Chegando aos momentos finais da história, Gregor passa a encarar a morte como única forma
para dar fim ao seu sofrer e de sua família, nesse contato com sua finitude, ele passa a analisar
os acontecimentos de sua vida, tornando-se um ser para morte, fazendo uma alusão aos
conceitos de Heidegger, uma existência só pode tornar-se autêntica quando o indivíduo toma
a consciência de que é finito, encarando a morte como a possibilidade da impossibilidade, não
mascarando isto de forma impessoal. Desta forma, Gregor só conseguiu ver a vida de forma
intensa e real dando peso a seu viver atual e suas futuras ações, após ter tomado consciência
de seu inevitável destino, vendo que já não via a possibilidade de existir.

3- REFLEXÕES SOCIAIS

A Metamorfose traz de forma metafórica, uma análise de como os laços sociais, com a
crescente busca por autossatisfação, estão tornando as relações humanas frias e calculistas,
visando sempre um modo de se obter algum ganho, diminuindo ainda mais o grau de empatia
e coesão entre as pessoas. Um exemplo categórico disto, é a família de Gregor que frente a
visível insatisfação dele perante seu trabalho, tornavam-se apáticos a suas necessidades, pois
o único fator que prendia sua família a ele era os ganhos vindo de sua profissão, após sua
transformação, impossibilitado de realizar suas funções, sua família marginaliza aquele que
sempre foi sua base.

As poucas interações feitas com Gregor, depois de sua transformação, eram os cuidados de
sua irmã, que os fazia na esperança dele retornar a sua forma física normal e voltar a ser o
sustento da casa. Todos seus familiares ficam aliviados após sua morte, pois para eles já não
existia nenhuma utilidade em sua existência, visto que todos já estavam trabalhando e já não
precisavam de sua ajuda. Percebe-se um egoísmo explícito por parte de seus familiares,
devido à construção social vigente da busca incessável por ganhos, tornando as pessoas meros
objetos provedores de satisfação.

Kafka traz uma reflexão de como a sociedade moderna e suas imposições, transformam as
pessoas em seres alienados, ligados a uma rotina monótona, submissos na busca por um
sentido de sua existência, vivendo em um estado de inquietação e angústia contínua, sentindo-
se sempre a deriva, principal causa que vai levar Durkhein a criar o conceito de Anomia
Social, na sua obra O Suicídio.

Estas ideias também podem ser vinculadas ao conceito de tédio e desespero de Kierkgaard,
segundo ele, a decepção mais comum é não podermos ser nós próprios, mas a forma mais
profunda de decepção é escolhermos ser outro antes de nós próprios (Kierkgaard 1844). Esse
estado contínuo de angústia, e mesmice causada por um viver não autêntico, vai aos poucos
corroendo a subjetividade de cada sujeito, que em muitos casos, sem opção, se adequam as
normas sociais para sobreviver ao fluxo diário.

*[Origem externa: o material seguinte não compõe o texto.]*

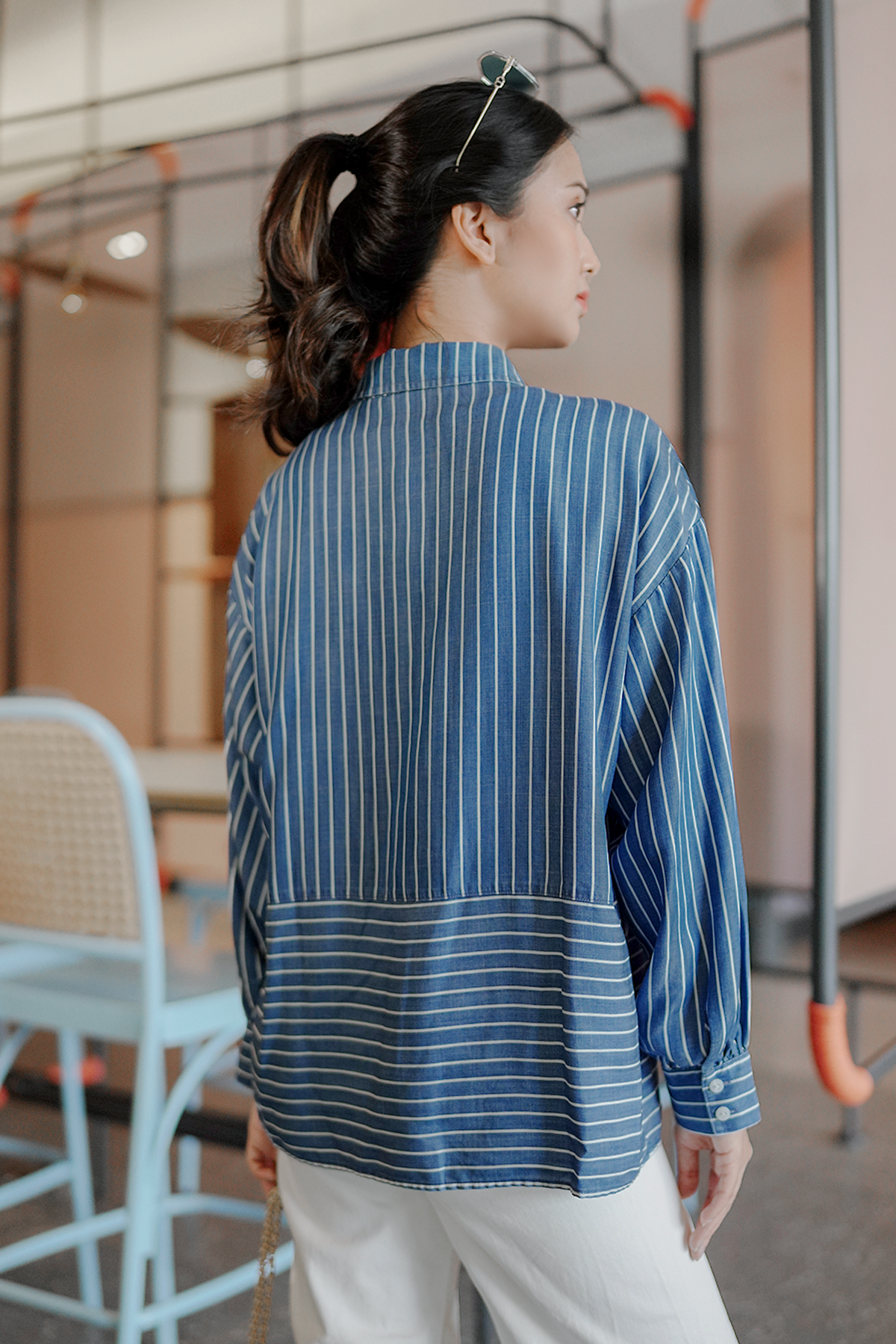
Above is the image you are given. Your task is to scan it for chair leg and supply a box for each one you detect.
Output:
[152,1154,177,1344]
[177,1042,203,1195]
[117,1043,165,1344]
[57,1030,102,1307]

A metamorfose de Gregor também traz a reflexão de como a sociedade valoriza o externo,


deixando muitas vezes de admirar a essência de cada ser humano, impondo padrões e
forçando pessoas a colocarem-se a margem para não serem julgadas ou ocasionarem dor as
pessoas que as cercam.

4- CONCLUSÃO

Diante disso, pode-se concluir que a obra de Kafka traz um grande leque de reflexões das
relações sociais vigentes, evidenciando o jogo de interesses que as sustentam, como são
facilmente quebradas com algum advento fora da expectativa, descortina a supervalorização
do exterior, colocando em detrimento a real essência humana e expõe a dificuldade de
algumas pessoas de lidar com o inesperado. É um livro que apesar da data de sua publicação,
continua atual, provocando uma metamorfose diferente em cada um de seus leitores e abrindo
seus olhos para novos meios de encarar o contexto histórico-social de suas vidas.